Liputanjatim.com – Peredaran kasus narkoba di Jawa Timur memang masih menjadi PR besar dalam mewujudkan generasi emas. Badan Narkotika Nasional (BNN) menyadari kasus narkoba di bumi Majapahit ini menempati urutan nomor dua se-Indonesia dengan jumlah 5.000-6.000 kasus.
Anggota Komisi E DPRD Jatim Mathur Khusairi menuturkan, peredaran narkoba memang butuh atensi khusus, sebab peredarannya telah menggurita. Tidak heran karena nilai cuannya begitu tinggi sehingga sasaran korbannya pun tidak pandang bulu.
“Perdagangan atau bisnis narkoba memang luar biasa dan sangat menjanjikan, tidak hanya di kalangan elit, menengah maupun kelas bawah,” kata Mathur, Kamis (27/6/2024).
Politisi asal Madura ini menambahkan, pemberantasan narkoba selalu menemui jalan buntu jika tidak ada kesadaran multi kompleks, antara pemegang kebijakan dan masyarakat sendiri. Edukasi soal bahaya barang haram ini harus masif dilakukan, tidak hanya untuk orang tua, namun juga generasi muda karena sangat rentan menggunakan.
“Masyarakatnya yang tidak peduli.
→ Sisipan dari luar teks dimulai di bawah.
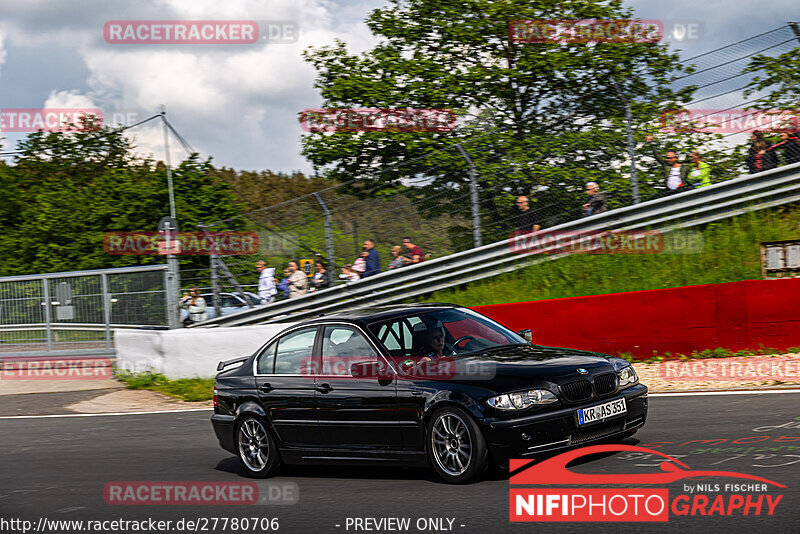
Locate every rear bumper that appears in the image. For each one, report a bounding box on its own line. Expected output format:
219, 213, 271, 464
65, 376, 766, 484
211, 414, 237, 454
480, 384, 648, 462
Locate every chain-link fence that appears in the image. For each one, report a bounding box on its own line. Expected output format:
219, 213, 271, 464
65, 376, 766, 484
0, 265, 170, 355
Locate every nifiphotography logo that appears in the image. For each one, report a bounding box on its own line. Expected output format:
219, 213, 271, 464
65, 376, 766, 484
509, 444, 785, 522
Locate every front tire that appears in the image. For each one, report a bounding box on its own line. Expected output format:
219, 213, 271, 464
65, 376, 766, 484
235, 415, 280, 478
427, 406, 488, 484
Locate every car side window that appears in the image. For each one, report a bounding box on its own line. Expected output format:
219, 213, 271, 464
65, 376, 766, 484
371, 319, 414, 357
256, 341, 277, 374
274, 328, 317, 375
321, 326, 378, 376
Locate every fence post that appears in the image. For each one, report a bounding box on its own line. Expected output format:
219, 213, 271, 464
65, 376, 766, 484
100, 273, 112, 349
456, 144, 482, 248
210, 254, 222, 318
314, 192, 336, 286
42, 279, 52, 351
610, 76, 639, 205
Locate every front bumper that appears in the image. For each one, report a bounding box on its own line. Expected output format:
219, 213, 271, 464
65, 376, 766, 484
480, 384, 648, 462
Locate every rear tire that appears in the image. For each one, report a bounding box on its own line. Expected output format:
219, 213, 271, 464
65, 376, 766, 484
427, 406, 488, 484
235, 415, 280, 478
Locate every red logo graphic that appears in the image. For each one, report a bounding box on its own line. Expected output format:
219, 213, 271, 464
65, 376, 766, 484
659, 108, 800, 134
0, 108, 102, 132
0, 358, 112, 380
103, 231, 258, 255
299, 108, 456, 133
509, 444, 785, 522
509, 19, 663, 44
509, 229, 664, 255
104, 21, 259, 44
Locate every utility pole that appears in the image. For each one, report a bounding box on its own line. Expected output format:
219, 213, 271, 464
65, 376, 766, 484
161, 105, 181, 329
610, 77, 640, 205
455, 144, 482, 247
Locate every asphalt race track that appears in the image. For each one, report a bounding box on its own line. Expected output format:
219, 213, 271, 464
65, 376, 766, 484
1, 392, 798, 534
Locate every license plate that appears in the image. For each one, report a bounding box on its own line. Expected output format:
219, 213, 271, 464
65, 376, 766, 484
577, 398, 626, 425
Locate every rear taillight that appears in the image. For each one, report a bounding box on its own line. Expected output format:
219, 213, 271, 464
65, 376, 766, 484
213, 387, 218, 408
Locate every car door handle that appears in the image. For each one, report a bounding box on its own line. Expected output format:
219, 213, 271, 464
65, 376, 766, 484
260, 383, 273, 393
411, 389, 423, 396
315, 383, 333, 394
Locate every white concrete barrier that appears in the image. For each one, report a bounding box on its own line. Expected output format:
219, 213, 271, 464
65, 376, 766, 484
115, 324, 295, 379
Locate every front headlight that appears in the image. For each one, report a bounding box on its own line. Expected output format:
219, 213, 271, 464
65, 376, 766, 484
618, 365, 638, 388
486, 389, 558, 410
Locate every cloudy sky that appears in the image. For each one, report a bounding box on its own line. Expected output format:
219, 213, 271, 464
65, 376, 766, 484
0, 0, 797, 174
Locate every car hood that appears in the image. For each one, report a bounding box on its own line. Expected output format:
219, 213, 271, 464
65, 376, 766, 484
453, 344, 617, 391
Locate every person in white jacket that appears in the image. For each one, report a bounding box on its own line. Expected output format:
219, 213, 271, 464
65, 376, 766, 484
256, 260, 277, 304
180, 287, 207, 325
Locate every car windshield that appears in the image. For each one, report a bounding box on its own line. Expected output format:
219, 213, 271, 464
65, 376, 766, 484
368, 308, 527, 359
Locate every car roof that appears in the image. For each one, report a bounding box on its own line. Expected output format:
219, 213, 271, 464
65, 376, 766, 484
296, 303, 463, 326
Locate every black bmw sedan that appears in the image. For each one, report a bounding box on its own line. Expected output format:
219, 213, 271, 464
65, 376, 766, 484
211, 304, 647, 483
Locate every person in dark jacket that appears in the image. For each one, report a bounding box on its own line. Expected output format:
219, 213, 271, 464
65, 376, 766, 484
582, 182, 607, 216
767, 130, 800, 166
362, 239, 381, 277
748, 139, 777, 174
515, 196, 540, 233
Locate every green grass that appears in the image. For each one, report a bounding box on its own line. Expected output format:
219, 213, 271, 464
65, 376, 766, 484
619, 345, 800, 364
425, 204, 800, 306
115, 371, 214, 402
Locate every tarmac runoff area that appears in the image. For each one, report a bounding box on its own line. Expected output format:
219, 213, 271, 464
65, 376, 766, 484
0, 353, 797, 416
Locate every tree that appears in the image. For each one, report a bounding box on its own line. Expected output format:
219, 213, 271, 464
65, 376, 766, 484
302, 0, 699, 242
0, 126, 243, 275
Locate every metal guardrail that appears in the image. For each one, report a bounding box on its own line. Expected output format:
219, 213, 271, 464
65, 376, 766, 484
197, 162, 800, 327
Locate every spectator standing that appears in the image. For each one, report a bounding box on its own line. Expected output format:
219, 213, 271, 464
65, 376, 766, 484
388, 246, 405, 270
515, 196, 541, 233
287, 260, 309, 298
748, 139, 777, 174
276, 268, 291, 300
255, 260, 277, 304
582, 182, 607, 216
340, 265, 360, 282
362, 239, 381, 277
352, 251, 367, 275
645, 135, 693, 191
767, 130, 800, 166
402, 238, 425, 265
688, 152, 712, 187
179, 287, 207, 326
312, 260, 330, 290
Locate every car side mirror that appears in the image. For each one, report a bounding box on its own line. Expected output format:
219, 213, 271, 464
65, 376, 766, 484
350, 361, 393, 380
517, 329, 533, 343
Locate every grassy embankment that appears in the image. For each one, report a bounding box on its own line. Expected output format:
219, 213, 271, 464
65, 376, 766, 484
424, 205, 800, 306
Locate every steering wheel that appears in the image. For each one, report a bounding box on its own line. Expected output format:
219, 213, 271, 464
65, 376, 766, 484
448, 335, 476, 355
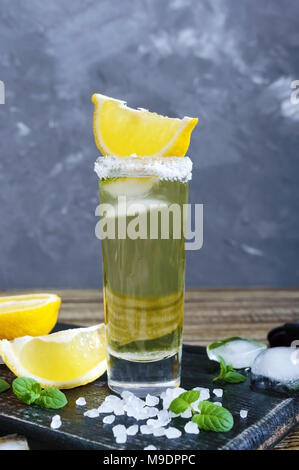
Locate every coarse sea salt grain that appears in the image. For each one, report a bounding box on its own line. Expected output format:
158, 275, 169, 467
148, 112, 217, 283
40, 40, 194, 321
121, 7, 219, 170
140, 424, 154, 435
144, 445, 157, 450
145, 406, 159, 418
121, 390, 134, 400
50, 415, 61, 429
165, 427, 182, 439
103, 414, 115, 424
116, 434, 127, 444
157, 409, 171, 426
213, 388, 223, 398
76, 397, 86, 406
184, 421, 199, 434
84, 409, 100, 418
112, 424, 126, 436
98, 402, 114, 413
180, 408, 193, 419
126, 425, 139, 436
145, 394, 160, 407
147, 418, 157, 427
153, 427, 165, 437
192, 387, 210, 400
240, 409, 248, 419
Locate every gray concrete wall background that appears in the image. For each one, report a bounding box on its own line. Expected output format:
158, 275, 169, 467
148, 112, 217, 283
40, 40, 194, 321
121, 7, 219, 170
0, 0, 299, 289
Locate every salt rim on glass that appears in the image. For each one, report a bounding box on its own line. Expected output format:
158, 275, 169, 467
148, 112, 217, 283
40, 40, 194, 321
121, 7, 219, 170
94, 155, 193, 182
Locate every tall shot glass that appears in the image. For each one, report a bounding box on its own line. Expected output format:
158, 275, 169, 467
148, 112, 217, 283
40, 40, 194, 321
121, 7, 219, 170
95, 156, 192, 396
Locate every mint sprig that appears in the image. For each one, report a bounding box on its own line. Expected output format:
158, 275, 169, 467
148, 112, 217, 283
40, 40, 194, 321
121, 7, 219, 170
169, 390, 200, 414
13, 377, 41, 404
35, 388, 67, 409
192, 401, 234, 432
12, 377, 67, 409
0, 378, 10, 394
213, 356, 246, 384
169, 388, 234, 432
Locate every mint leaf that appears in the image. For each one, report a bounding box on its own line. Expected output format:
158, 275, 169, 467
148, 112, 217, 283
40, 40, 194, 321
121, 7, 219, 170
169, 390, 200, 414
192, 401, 234, 432
179, 390, 200, 404
0, 378, 10, 393
35, 388, 67, 409
213, 356, 246, 384
213, 356, 227, 382
12, 377, 41, 405
223, 371, 246, 383
169, 397, 189, 414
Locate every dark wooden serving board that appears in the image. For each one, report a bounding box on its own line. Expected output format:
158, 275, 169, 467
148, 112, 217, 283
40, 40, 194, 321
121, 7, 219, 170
0, 324, 298, 450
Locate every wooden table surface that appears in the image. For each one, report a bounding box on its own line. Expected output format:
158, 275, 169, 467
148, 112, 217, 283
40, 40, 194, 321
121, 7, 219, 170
1, 288, 298, 450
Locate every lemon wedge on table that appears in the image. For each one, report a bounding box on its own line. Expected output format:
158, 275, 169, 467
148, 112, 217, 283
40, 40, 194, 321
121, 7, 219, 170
92, 93, 198, 157
1, 324, 106, 389
0, 293, 61, 340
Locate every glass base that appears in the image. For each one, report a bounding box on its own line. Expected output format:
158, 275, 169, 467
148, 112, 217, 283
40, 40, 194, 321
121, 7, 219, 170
107, 349, 181, 398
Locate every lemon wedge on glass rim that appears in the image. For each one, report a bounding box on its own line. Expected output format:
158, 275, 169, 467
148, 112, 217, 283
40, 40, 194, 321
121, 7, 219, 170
1, 324, 106, 389
92, 93, 198, 157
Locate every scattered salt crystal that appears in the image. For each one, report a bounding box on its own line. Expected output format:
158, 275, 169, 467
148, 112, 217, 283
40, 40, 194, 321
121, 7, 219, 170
162, 387, 186, 409
145, 394, 159, 407
147, 418, 162, 428
214, 402, 222, 407
140, 424, 154, 435
126, 425, 139, 436
192, 387, 210, 401
153, 427, 165, 437
116, 434, 127, 444
52, 414, 61, 422
184, 421, 199, 434
121, 390, 134, 400
106, 395, 122, 403
84, 409, 100, 418
76, 397, 86, 406
213, 388, 223, 398
169, 410, 179, 418
145, 406, 159, 418
165, 427, 182, 439
103, 414, 115, 424
180, 408, 192, 419
112, 424, 126, 437
50, 415, 61, 429
157, 409, 171, 426
144, 445, 157, 450
169, 387, 187, 396
240, 409, 248, 419
98, 402, 114, 413
113, 404, 125, 416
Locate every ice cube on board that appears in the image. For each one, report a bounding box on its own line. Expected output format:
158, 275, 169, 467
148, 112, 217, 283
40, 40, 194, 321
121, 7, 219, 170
251, 347, 299, 395
207, 337, 267, 369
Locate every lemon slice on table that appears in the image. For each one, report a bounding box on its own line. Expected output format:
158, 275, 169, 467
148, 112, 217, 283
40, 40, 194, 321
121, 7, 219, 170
0, 293, 61, 340
92, 93, 198, 157
1, 324, 106, 389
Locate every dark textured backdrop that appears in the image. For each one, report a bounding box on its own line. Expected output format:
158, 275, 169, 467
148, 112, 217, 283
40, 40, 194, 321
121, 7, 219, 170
1, 0, 299, 288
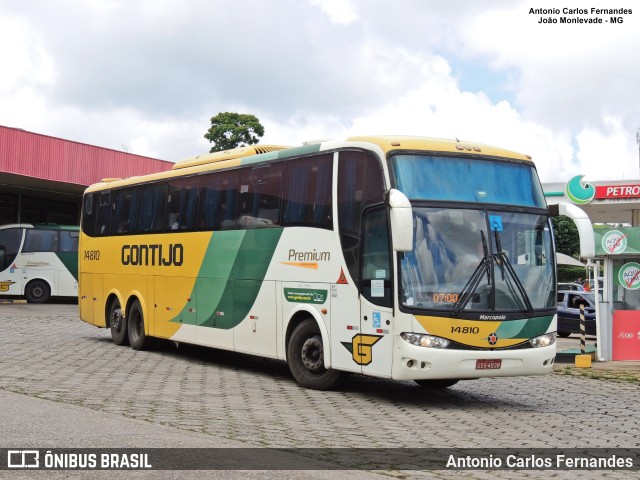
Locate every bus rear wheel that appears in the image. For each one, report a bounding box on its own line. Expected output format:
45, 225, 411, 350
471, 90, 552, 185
287, 319, 345, 390
109, 297, 129, 346
25, 280, 51, 304
127, 300, 151, 351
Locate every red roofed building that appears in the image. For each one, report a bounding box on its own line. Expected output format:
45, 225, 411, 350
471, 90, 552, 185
0, 125, 173, 225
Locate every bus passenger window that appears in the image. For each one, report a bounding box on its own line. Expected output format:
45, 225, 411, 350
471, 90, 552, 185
96, 192, 112, 236
237, 164, 283, 228
199, 171, 238, 230
282, 154, 332, 229
137, 184, 167, 233
110, 188, 138, 235
23, 229, 59, 253
60, 231, 79, 252
166, 180, 199, 231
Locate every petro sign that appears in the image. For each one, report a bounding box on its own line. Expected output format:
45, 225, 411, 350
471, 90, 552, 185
564, 175, 640, 205
596, 184, 640, 199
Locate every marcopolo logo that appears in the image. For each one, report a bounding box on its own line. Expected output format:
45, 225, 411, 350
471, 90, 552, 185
602, 230, 627, 255
565, 175, 595, 205
618, 262, 640, 290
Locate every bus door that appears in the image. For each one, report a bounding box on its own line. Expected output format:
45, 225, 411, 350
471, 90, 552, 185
0, 264, 22, 296
358, 207, 394, 378
330, 207, 394, 377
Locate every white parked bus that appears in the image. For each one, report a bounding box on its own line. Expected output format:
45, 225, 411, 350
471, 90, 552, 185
79, 136, 558, 390
0, 224, 79, 303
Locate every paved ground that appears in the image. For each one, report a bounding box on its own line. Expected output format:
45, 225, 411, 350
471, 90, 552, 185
1, 303, 639, 479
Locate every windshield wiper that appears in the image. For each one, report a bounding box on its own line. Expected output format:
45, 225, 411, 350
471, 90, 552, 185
451, 231, 492, 316
493, 230, 534, 316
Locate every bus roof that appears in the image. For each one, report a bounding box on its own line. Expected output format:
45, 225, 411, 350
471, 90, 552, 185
84, 135, 533, 193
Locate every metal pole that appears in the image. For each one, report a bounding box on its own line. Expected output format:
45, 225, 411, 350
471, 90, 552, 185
637, 128, 640, 176
594, 260, 604, 361
580, 303, 586, 355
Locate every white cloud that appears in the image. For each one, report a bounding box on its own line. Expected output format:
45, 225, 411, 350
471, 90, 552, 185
576, 118, 640, 181
0, 0, 638, 183
308, 0, 358, 25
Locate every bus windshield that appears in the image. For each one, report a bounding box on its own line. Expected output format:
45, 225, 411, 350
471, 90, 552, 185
390, 154, 546, 207
400, 207, 555, 313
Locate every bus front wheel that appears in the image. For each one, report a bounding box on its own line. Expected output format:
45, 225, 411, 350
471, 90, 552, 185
25, 280, 50, 304
127, 300, 151, 351
287, 319, 345, 390
109, 298, 129, 346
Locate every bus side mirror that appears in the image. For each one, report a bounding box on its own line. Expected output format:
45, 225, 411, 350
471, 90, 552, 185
388, 189, 413, 252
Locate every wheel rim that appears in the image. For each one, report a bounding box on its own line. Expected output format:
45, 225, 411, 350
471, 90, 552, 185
300, 335, 324, 373
32, 285, 44, 299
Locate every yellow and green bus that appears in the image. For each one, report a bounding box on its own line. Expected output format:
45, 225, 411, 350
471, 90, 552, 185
0, 223, 79, 303
79, 136, 559, 390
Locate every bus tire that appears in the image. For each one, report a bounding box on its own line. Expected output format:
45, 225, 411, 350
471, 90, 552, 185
25, 280, 51, 304
127, 300, 151, 351
414, 379, 459, 389
287, 318, 345, 390
109, 297, 129, 346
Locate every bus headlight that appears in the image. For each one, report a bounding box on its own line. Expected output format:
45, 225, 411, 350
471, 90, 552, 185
401, 332, 450, 349
529, 332, 556, 348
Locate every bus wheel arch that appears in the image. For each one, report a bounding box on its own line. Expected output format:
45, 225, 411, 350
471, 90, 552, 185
285, 313, 345, 390
24, 279, 51, 304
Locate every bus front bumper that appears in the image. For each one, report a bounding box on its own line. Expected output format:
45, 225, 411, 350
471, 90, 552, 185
392, 341, 556, 381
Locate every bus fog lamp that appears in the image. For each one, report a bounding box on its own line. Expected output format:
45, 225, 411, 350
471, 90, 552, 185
529, 332, 556, 348
401, 332, 450, 349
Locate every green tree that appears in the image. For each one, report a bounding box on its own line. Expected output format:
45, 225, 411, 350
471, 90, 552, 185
204, 112, 265, 153
552, 215, 580, 257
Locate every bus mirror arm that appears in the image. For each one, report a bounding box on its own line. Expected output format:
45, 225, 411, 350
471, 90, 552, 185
388, 189, 413, 252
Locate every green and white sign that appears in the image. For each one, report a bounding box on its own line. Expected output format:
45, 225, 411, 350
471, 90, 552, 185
602, 230, 627, 255
594, 227, 640, 256
284, 288, 328, 304
618, 262, 640, 290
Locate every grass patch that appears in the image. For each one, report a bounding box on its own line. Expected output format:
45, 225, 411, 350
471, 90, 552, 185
553, 365, 640, 384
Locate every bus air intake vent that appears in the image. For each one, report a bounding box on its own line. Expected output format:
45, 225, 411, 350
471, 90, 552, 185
172, 145, 290, 170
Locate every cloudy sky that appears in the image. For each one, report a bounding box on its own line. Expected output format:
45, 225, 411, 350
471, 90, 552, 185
1, 0, 639, 183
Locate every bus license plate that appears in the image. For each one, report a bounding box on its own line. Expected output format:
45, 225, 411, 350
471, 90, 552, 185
476, 359, 502, 370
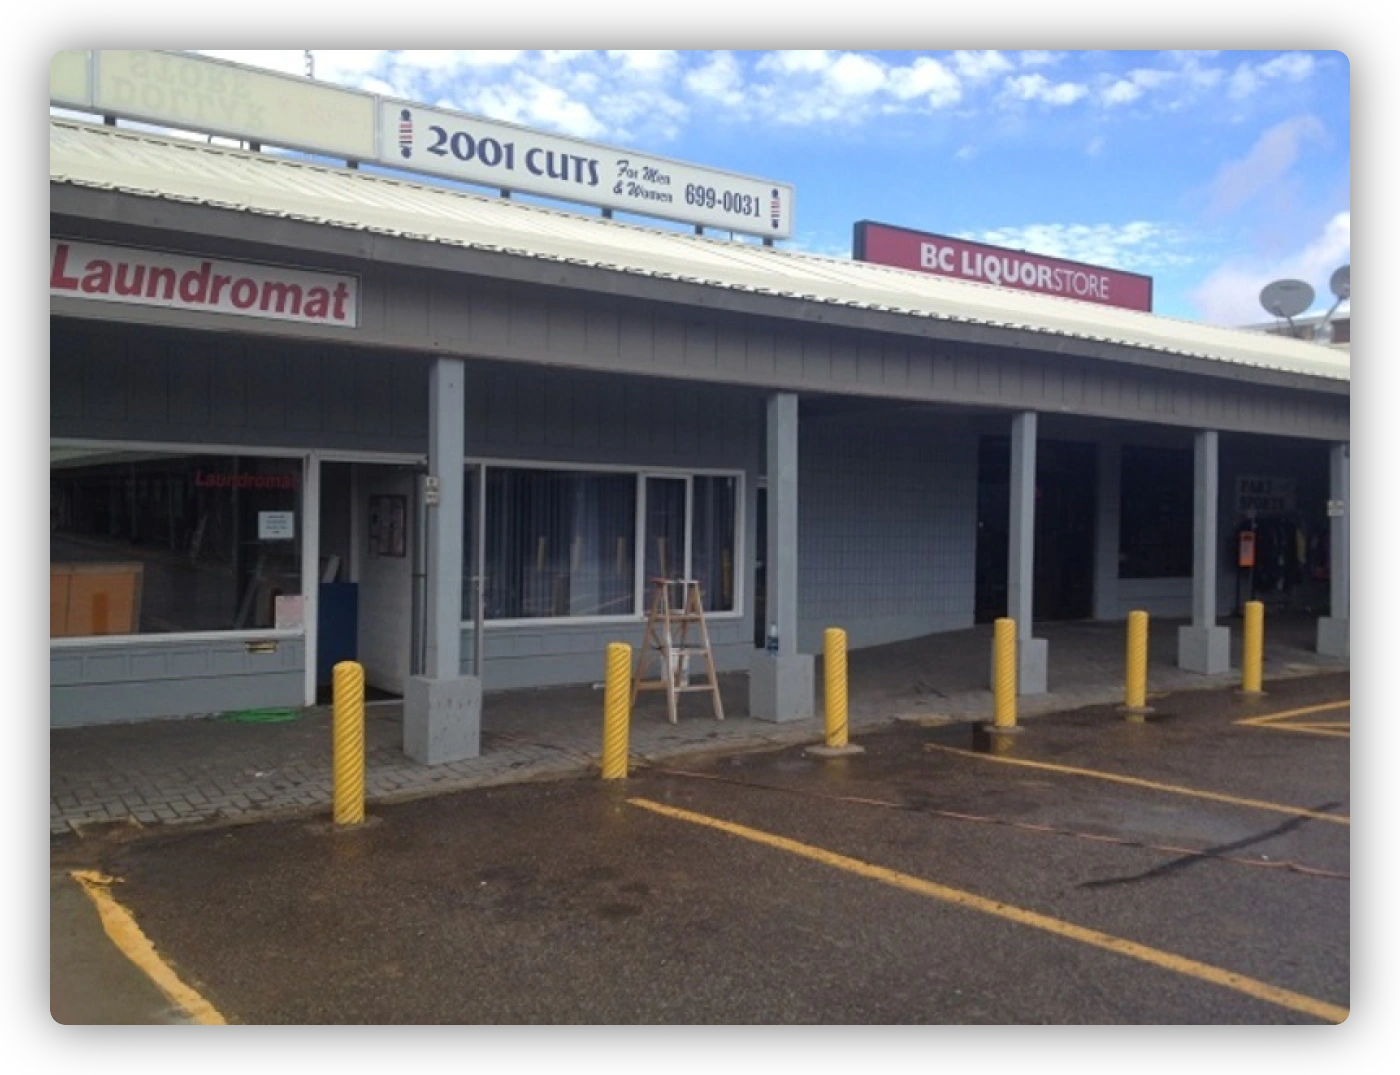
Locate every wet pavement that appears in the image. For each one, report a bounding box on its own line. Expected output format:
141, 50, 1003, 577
51, 670, 1350, 1024
50, 613, 1346, 839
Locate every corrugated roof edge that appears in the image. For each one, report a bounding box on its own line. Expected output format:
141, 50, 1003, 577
49, 117, 1349, 386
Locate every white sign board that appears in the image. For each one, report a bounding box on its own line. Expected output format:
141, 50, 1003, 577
50, 240, 359, 328
380, 101, 794, 239
258, 511, 296, 540
52, 50, 797, 242
49, 50, 92, 110
1235, 476, 1297, 516
92, 50, 377, 160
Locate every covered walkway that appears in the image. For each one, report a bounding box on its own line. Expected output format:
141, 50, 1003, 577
51, 612, 1344, 838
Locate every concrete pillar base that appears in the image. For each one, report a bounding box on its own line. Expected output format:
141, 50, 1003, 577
990, 637, 1048, 696
404, 675, 481, 765
1177, 624, 1231, 675
1316, 617, 1349, 659
749, 651, 814, 723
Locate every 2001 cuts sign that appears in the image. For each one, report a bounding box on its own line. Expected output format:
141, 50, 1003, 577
379, 102, 793, 239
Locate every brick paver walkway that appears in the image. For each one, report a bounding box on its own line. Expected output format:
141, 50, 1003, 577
51, 614, 1345, 838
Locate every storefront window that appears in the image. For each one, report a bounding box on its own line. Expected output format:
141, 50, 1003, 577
1119, 445, 1192, 579
483, 468, 637, 619
692, 475, 738, 612
50, 447, 303, 637
465, 466, 741, 621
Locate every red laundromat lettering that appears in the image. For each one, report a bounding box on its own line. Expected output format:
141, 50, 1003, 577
50, 243, 353, 324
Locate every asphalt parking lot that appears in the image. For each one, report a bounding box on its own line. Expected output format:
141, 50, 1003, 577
51, 672, 1349, 1024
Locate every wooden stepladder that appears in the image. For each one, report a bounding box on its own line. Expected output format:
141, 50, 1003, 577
632, 578, 725, 724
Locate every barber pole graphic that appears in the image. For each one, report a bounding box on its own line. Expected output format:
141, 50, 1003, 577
398, 109, 414, 159
770, 188, 781, 230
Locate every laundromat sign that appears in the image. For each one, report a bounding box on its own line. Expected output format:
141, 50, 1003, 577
50, 240, 359, 327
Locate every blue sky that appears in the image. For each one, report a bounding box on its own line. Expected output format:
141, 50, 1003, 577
182, 49, 1351, 328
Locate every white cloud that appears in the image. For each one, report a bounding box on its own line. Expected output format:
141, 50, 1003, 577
1189, 211, 1349, 325
886, 56, 962, 107
958, 220, 1191, 273
1103, 79, 1144, 106
395, 51, 467, 72
757, 50, 832, 75
953, 50, 1012, 80
1259, 52, 1316, 81
1017, 51, 1062, 67
1201, 114, 1327, 218
827, 53, 886, 96
606, 50, 679, 76
684, 51, 745, 106
541, 51, 589, 65
1228, 51, 1315, 101
458, 51, 527, 68
1101, 67, 1176, 107
1003, 73, 1088, 107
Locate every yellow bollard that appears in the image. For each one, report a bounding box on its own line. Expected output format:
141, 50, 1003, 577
1242, 600, 1265, 695
331, 660, 366, 827
1124, 610, 1151, 719
823, 627, 849, 749
601, 642, 632, 779
993, 617, 1017, 729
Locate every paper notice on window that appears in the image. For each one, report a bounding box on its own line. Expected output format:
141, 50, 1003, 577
274, 595, 305, 630
259, 511, 296, 540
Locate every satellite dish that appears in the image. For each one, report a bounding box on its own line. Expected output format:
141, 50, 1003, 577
1330, 264, 1350, 301
1260, 279, 1315, 319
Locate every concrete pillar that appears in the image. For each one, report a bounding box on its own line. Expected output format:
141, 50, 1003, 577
1091, 438, 1122, 622
1005, 412, 1047, 694
750, 392, 814, 722
404, 357, 482, 763
1317, 442, 1349, 657
1177, 429, 1230, 674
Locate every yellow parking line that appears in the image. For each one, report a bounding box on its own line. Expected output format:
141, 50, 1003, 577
70, 870, 227, 1025
1235, 701, 1349, 727
923, 744, 1348, 825
1255, 724, 1350, 739
627, 797, 1347, 1024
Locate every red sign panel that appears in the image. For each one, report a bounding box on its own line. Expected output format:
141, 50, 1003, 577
853, 221, 1153, 312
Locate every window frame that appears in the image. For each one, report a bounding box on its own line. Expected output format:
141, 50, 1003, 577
49, 436, 314, 645
463, 457, 745, 628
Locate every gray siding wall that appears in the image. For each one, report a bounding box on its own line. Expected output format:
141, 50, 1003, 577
53, 243, 1350, 444
50, 635, 304, 727
797, 409, 979, 653
50, 321, 431, 454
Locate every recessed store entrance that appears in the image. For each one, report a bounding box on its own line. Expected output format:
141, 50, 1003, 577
975, 437, 1097, 624
316, 460, 424, 704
Perang lawan narkoba hanya slogan kosong tanpa tindakan nyata,” jelasnya.
Dalam memerangi barang candu ini, lanjutnya, haruslah gayung bersambut. Mesti ada alokasi anggaran khusus dengan program-program konkrit yang langsung menyentuh masyarakat. Menurutnya hal demikian masih belum dilakukan sehingga perang melawan narkoba tidak kunjung teratasi.
“Pemerintah tak berpihak dalam artian alokasi anggaran untuk melakukan langkah-langkah kongkrit dalam pencegahan peredaran narkoba,” lanjut politisi PBB ini.
Bahkan, katanya, seharusnya semua kekuatan harus disatukan, agar target yang sudah dicanangkan bisa dicapai. Selama ini, ia menilai stakeholder jalan sendiri-sendiri dalam melakukan gerakan maupun program kerjanya.
Lebih dari itu, dalam penangkapan pelaku peredaran narkoba, aparat berwenang harus tegas menarget siapa saja yang berperan di dalamnya. Mulai dari pengedar, pemilik ritel hingga pihak-pihak yang menjadi tameng di belakangnya.
“Pihak berwajib terkesan tebang pilih bahkan ada oknum yg terlibat jadi backing peredaran dan transaksi narkoba,” ujarnya.
Tidak hanya itu, program BNN sendiri ia nilai tidak ada titik target yang jelas dengan langkah perencanaan yang terarah. Sehingga, terkesan instansi pemberantasan narkoba nomor wahid di Indonesia mandul. “BNN dan turunan mandul dan terkesan tak punya perencanaan yang baik dan terarah,” pungkasnya.